Values and references

March 2006

Among the most interesting language adaptations provided by the ECMA standard is a better semantics for expanded types, addressing a central problem of object-oriented programming. These ideas have not been publicized that much yet, but they are worth taking a look at and, better yet, are fully implemented in the forthcoming release of EiffelStudio.

The basic issue was first addressed in Eiffel 3 (I don't know of any other major O-O language having tackled it until recently). It's about how to reconcile an object-oriented type system with the needs of basic, classical types such as INTEGER and CHARACTER, and to the notion of subobject. For many application (programmer-defined) objects it's natural to expect reference semantics: objects are accessible through references, and themselves may contain references to other objects. This convention gives considerable flexibility in building appropriate data structures and is part of the core of object-oriented programming. But it doesn't apply to two important cases:

    - Basic types. If I have an integer variable x, I want the value
    of x to be an integer, say 3, not a reference to some cell
    containing that value. This is not just for performance but
    also for semantic reasons: if y is another such variable, I
    expect the assignment y := x simply to give x the value 3,
    and not to establish any durable relationship between x and
    y, as would be the case if we interpreted this as a reference
    assignment, making x and y refer to the same cell ("dynamic
    aliasing").

    - Subobjects. Sometimes an object refers to another object;
    sometimes it contains another object. This is again not just
    a matter of implementation, but a conceptual difference. A
    house belongs to a street, and it contains a front door; in
    the first case we need a reference (as attested by the
    observation that sharing is possible: several houses may
    belong to the same street) ; in the second case we want a
    "door" subobject in the "house" object.

Eiffel 3 introduced the notion of expanded classes and types to handle these needs. Basic classes such as INTEGER are expanded; and objects can have subobjects simply through the provision of an attribute of expanded type in the corresponding class, as with

    class HOUSE feature
    ...
    front_door: DOOR
    ...
    end

where class DOOR is expanded. In Eiffel 3 you can achieve this effect even with a reference class DOOR (a reference class is the default case, non-expanded) by declaring front_door of type `expanded DOOR'.

It is this scheme that makes it possible to have a fully consistent type system, where even the most basic types such as INTEGER and BOOLEAN are classes, with all the trappings; you may bring them up under EiffelStudio. In contrast, languages like C++ and Java treat basic types as magic, outside of the object-oriented type system, complicating the writing of generic data structures that can hold objects of any types, expanded or reference. Only in the more recently introduced .NET framework has an Eiffel-like (but more restricted) notion of "value type" been introduced.

So what was there to change?
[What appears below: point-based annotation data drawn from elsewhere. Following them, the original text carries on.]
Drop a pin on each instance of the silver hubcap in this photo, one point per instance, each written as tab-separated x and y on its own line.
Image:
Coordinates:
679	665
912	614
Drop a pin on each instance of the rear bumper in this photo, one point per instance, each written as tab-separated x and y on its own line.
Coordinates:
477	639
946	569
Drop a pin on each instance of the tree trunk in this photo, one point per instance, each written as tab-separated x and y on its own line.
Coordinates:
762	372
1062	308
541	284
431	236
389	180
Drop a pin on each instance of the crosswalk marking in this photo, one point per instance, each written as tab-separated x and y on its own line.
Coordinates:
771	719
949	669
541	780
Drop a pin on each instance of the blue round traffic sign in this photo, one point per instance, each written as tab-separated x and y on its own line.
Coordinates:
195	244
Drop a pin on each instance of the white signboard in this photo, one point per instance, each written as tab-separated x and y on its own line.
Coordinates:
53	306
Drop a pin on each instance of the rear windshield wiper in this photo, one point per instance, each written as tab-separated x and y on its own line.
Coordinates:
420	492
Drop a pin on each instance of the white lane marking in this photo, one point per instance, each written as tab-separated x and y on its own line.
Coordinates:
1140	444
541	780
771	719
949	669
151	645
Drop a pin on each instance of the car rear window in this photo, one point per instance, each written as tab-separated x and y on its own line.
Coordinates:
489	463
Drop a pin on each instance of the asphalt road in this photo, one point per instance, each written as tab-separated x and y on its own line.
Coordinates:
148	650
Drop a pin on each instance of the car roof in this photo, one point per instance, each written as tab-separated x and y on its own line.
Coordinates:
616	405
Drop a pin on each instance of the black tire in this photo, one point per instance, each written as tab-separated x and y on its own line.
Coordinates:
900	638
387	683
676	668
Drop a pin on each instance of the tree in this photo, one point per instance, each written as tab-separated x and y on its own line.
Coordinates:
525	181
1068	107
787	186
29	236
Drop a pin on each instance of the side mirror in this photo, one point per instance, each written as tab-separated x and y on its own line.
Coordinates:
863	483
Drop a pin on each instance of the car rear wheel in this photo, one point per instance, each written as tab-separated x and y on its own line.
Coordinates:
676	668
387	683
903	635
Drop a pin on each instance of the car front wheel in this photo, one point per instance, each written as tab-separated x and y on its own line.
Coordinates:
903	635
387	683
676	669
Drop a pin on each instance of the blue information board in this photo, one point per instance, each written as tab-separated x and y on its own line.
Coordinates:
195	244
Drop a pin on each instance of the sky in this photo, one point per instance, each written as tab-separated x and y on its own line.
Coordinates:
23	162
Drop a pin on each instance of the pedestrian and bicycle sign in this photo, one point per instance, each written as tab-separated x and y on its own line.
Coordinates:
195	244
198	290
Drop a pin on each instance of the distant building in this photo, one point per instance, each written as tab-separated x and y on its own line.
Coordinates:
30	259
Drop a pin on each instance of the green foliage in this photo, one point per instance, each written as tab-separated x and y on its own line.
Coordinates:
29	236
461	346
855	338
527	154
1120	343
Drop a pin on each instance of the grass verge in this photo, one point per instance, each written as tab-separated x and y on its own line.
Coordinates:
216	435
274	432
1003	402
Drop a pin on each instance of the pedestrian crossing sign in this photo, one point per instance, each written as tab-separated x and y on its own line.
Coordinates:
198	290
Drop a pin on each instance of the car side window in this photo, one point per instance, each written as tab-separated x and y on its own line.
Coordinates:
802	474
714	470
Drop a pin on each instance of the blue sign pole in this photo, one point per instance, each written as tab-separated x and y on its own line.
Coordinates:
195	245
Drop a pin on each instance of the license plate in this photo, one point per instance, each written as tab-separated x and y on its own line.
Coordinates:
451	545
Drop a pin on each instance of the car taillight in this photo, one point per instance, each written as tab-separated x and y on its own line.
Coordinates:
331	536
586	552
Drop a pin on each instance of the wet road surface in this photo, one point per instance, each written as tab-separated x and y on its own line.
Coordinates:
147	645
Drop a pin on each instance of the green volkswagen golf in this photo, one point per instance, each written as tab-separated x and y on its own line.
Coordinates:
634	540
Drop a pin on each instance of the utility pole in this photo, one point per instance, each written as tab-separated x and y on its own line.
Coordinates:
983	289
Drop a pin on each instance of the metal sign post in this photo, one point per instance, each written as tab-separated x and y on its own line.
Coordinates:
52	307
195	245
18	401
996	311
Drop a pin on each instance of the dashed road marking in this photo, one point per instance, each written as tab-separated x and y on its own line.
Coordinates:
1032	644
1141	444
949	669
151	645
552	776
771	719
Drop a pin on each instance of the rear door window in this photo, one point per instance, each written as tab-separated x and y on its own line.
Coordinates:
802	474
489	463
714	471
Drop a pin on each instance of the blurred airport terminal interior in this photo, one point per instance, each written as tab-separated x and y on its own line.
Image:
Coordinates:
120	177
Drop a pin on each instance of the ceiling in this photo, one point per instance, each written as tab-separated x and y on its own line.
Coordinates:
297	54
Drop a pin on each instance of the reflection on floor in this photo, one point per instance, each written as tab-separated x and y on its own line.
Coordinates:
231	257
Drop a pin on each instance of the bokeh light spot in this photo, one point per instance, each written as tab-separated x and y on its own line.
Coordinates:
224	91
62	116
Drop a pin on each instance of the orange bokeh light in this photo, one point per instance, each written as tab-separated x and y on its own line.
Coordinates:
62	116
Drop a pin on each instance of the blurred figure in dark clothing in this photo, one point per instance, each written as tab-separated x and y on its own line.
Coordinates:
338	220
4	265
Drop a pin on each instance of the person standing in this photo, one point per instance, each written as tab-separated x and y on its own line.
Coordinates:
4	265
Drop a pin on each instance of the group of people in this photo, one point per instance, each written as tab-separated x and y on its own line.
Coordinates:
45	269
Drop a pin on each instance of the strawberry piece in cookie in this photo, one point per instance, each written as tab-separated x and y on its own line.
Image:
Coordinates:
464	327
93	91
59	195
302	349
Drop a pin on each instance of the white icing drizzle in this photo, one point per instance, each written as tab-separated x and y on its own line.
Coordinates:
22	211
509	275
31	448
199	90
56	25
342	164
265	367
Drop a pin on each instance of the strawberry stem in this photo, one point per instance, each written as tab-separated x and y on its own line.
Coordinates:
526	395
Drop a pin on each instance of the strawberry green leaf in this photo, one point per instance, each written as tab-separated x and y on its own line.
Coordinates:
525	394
Well, we didn't get the semantics of attachment quite right in Eiffel 3.A type system with both expanded and reference variants has to define the meaning of mixed assignments, such as x := y where one is expanded and the other reference, and the corresponding questions for argument passing and comparison. The Eiffel 3 solution raises several issues:

    - The rules are fairly complex; in particular assignment of
    expanded to reference causes cloning (the most reasonable
    answer since we don't want to have references to subobjects);

    - Assignment of reference to expanded is not always permitted
    since we can't know whether y will be of its declared type
    (which should then match the type of x) or, through polymorphism,
    a descendant type with more attributes, giving fields that don't
    fit in x.

    - When the assignment is permitted, it might cause an exception
    because of the possibility that y is void.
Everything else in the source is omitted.